5. Use features and planting to frame garden views
'Georgian garden design tends to avoid the use of physical barriers where possible, such as walls or fences, to give uninterrupted views,' explains Rosie.
Plants and features are used to frame garden views, screening and drawing the eye to a specific focal point.
You can recreate this idea on a smaller scale in an urban garden by making use of borrowed views. 'If there is an interesting tree in a neighbour’s backyard, for instance, consider a lower fast growing hedge or lower planting to extend your view and avoid an abrupt "end" to your own garden,' suggests Katherine.
'Eyecatchers' – something artificial placed in the landscape as a focal point to catch the eye – are often used in Georgian garden design. Such as here at Kedleston, where a glimpse of an urn, partially obscured by planting, encourages you to look around the landscape.
'An eyecatcher can be more modest. The same could be done with an object such as a bird-table or a small seating area,' says Rosie.
What is a Georgian garden?
A Georgian garden can vary from the grand, open landscapes with many vistas such as those designed in the 18th century by Lancelot 'Capability' Brown, to compact town gardens, such as Mompesson, which is looked after in a Georgian style.
What did Georgian gardens look like?
There are different styles of Georgian gardens, but there are certain elements they would have had.
'Much like gardeners today, Georgian "hands on" gardeners tried different and new things.
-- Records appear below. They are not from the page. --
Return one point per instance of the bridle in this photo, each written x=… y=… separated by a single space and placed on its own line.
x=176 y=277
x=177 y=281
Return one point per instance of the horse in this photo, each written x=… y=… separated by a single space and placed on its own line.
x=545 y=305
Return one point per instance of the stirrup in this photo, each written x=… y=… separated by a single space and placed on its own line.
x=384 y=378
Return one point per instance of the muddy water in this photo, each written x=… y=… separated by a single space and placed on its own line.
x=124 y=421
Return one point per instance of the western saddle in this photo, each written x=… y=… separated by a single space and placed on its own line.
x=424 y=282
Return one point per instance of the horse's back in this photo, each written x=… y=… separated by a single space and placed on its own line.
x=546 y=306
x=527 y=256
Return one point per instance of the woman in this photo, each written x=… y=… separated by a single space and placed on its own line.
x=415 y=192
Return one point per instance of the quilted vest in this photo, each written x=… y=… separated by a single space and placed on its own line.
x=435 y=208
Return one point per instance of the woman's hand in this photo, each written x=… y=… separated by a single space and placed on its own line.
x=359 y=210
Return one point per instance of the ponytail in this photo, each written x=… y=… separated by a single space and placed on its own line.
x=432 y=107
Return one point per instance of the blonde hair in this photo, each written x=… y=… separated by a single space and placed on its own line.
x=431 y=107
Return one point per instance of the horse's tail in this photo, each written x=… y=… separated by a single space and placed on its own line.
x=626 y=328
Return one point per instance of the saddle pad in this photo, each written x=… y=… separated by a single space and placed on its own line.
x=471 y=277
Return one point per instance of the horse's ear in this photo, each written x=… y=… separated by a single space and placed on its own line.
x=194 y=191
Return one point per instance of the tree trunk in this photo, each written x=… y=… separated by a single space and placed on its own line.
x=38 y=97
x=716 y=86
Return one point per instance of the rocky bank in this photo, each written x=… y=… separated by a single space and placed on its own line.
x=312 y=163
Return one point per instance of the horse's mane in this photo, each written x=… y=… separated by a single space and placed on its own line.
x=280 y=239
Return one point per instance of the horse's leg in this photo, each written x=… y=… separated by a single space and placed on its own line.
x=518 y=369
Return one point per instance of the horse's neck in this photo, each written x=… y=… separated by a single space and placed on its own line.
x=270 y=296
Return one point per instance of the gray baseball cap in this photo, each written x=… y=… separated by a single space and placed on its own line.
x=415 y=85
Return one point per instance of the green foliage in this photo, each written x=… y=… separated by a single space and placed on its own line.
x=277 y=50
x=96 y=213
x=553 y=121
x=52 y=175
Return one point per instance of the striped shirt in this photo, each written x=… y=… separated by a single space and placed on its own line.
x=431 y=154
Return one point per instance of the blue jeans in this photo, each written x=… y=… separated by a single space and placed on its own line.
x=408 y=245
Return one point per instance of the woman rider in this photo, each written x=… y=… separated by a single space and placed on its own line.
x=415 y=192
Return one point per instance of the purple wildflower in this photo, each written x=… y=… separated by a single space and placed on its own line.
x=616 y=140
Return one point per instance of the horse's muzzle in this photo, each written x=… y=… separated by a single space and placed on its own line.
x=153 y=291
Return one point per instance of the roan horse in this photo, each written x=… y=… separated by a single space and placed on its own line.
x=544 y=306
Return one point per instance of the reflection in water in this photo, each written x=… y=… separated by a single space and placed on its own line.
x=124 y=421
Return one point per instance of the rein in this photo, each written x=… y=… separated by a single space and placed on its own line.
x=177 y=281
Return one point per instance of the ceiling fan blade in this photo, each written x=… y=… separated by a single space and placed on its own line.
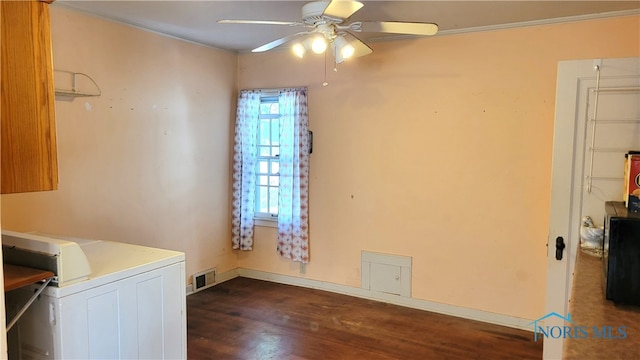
x=278 y=42
x=342 y=9
x=397 y=27
x=360 y=48
x=260 y=22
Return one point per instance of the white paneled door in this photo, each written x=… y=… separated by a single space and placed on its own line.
x=597 y=121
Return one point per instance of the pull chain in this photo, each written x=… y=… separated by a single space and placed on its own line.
x=325 y=83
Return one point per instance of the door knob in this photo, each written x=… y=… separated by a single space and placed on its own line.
x=559 y=247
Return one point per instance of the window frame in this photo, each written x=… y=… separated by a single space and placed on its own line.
x=266 y=218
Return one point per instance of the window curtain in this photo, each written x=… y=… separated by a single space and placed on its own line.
x=293 y=196
x=244 y=168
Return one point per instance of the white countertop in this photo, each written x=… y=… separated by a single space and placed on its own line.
x=111 y=261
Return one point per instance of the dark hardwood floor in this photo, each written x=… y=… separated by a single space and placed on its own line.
x=252 y=319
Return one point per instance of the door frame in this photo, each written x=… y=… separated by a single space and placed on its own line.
x=568 y=177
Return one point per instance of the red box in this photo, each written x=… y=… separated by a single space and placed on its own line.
x=632 y=182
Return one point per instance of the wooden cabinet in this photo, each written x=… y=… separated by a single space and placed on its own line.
x=29 y=151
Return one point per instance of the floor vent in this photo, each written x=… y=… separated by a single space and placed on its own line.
x=386 y=273
x=204 y=279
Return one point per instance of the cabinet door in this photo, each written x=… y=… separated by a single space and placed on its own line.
x=29 y=159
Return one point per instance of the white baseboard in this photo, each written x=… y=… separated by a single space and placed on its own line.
x=446 y=309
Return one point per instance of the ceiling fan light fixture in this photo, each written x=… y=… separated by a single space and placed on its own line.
x=319 y=45
x=344 y=48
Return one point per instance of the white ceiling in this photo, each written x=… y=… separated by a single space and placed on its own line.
x=197 y=20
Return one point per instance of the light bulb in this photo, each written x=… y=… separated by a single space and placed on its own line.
x=347 y=51
x=299 y=50
x=319 y=45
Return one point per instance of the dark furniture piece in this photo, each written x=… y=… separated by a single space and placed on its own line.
x=621 y=254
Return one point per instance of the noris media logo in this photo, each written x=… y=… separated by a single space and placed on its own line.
x=569 y=330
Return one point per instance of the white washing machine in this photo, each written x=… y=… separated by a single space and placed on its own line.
x=109 y=300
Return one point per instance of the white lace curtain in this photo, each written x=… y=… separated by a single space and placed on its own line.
x=293 y=200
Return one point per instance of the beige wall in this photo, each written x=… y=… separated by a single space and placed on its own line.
x=148 y=161
x=439 y=149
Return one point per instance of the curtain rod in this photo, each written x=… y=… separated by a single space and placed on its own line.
x=275 y=89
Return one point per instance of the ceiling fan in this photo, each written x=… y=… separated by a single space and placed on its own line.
x=327 y=25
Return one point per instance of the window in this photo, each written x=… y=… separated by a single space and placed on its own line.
x=271 y=170
x=268 y=160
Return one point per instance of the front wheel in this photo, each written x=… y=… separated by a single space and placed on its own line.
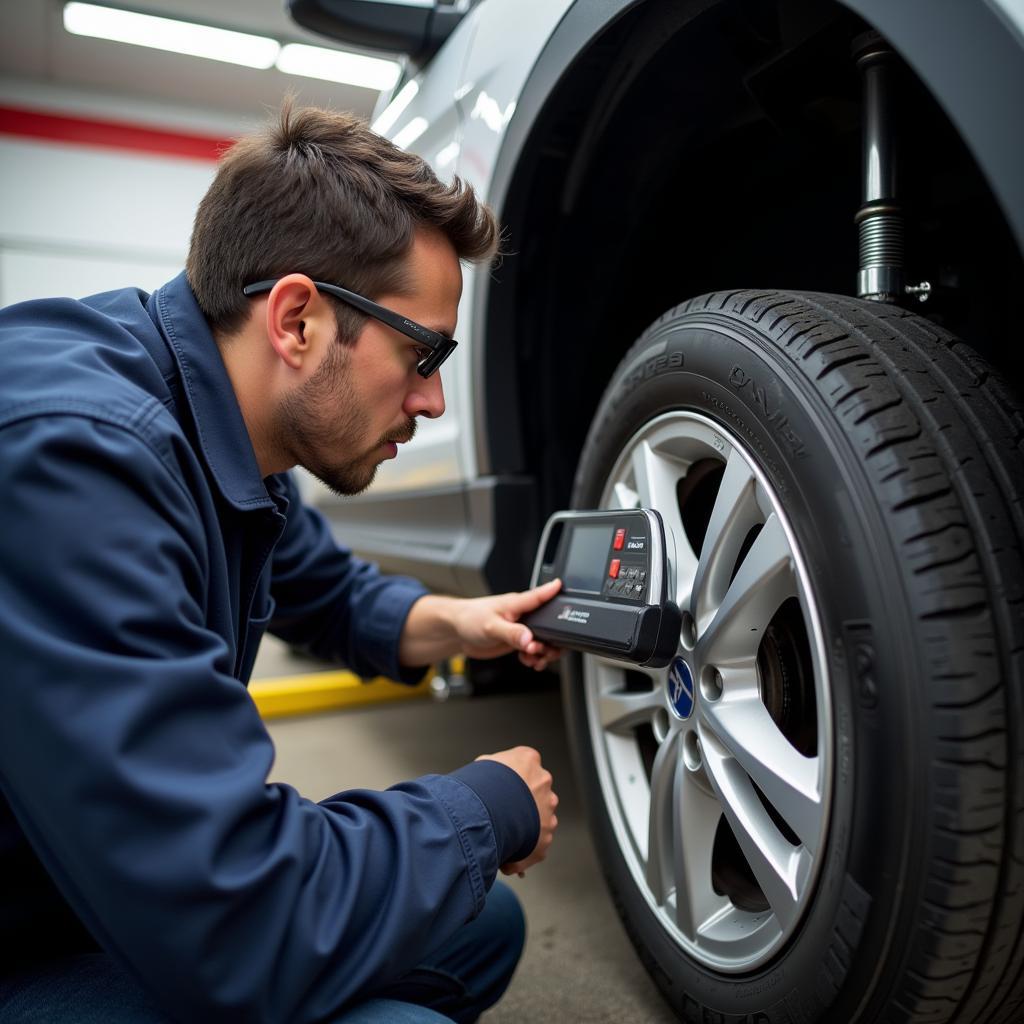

They were excited about introducing new plants; straight lines were curved; materials including brick and stone were re-used and re-purposed; lawns were labor intensive so were small, or perhaps there was none at all; they borrowed views and looked beyond their boundaries, and planting was mixed,' explains Rosie.
If you want to recreate a Georgian garden style garden, ‘while you might decide to have defined borders, even in a more formal shape, try making the planting within them informal and naturalistic,’ explains Colin Hayman, gardener at Mompesson.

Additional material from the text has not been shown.